Sasanka Perera examines how this site becomes important to Buddhists through an active process of placemaking as well as via the interventions of different state interests. Varanasi is a key site for Buddhists because they believe it to be the place where the Buddha delivered his first sermon in 528 BCE. But the past is not the only factor playing a role in making the cultural and spatial personality of Varanasi. Different countries bring their own cultural practices to Varanasi, as they do to Bodh Gaya, through pilgrim travel and practices. Thus, Perera’s goal is to understand the ways in which different ‘national’ interests of pilgrims and governments, along with the institutions they set up, play a lasting role in their own imagination of the place. In this way, the research will see how Varanasi is ‘nationalized’ by different people at the intersection of placemaking and bureaucratic practices.

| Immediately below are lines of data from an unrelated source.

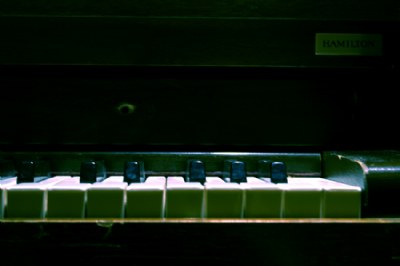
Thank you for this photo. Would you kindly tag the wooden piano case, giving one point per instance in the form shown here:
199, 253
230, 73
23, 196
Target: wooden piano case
98, 76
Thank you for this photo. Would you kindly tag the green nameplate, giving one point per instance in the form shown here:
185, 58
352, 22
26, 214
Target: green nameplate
348, 44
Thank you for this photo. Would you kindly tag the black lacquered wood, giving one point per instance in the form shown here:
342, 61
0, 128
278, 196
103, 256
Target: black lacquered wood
133, 172
196, 171
278, 172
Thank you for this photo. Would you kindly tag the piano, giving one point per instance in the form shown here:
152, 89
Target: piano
240, 132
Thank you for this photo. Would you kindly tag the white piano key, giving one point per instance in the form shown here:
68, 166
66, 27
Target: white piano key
29, 200
339, 200
106, 199
263, 199
183, 199
4, 183
222, 199
146, 200
301, 199
67, 199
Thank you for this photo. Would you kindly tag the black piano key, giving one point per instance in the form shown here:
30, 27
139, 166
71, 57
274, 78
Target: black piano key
278, 172
264, 169
133, 172
91, 172
235, 171
32, 171
196, 171
7, 169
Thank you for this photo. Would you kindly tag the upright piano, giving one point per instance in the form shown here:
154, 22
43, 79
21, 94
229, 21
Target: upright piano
176, 132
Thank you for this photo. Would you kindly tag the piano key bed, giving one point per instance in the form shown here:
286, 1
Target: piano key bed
256, 209
242, 186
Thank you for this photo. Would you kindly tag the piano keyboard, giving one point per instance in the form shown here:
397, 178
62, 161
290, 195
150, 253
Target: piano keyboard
191, 185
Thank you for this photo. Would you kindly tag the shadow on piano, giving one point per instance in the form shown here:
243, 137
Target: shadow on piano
290, 111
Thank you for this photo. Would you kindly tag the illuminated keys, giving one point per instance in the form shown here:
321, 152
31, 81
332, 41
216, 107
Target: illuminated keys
29, 200
183, 199
263, 199
67, 199
106, 199
339, 200
302, 199
146, 200
223, 199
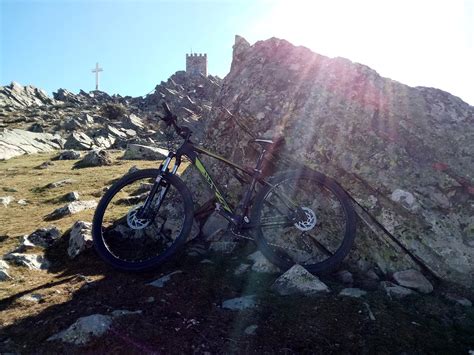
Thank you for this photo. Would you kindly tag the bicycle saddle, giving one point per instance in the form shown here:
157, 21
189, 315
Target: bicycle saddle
264, 142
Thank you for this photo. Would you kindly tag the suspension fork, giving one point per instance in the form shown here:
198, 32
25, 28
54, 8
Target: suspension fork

A crucial aspect of Pooja Kalita’s project is looking at cultural practices at Varanasi through the lens of gender: as various transnational communities interact among themselves as pilgrims, tourists, explorers, state agents, etc., gender performance remains neither static nor unilinear. However, the contemporary politics in India makes Varanasi even more crutial to study, as we witness the simultaneous erasure and emergence of ‘new’ heritage in this political milieu, which often negates as well as creates certain histories and mythologies.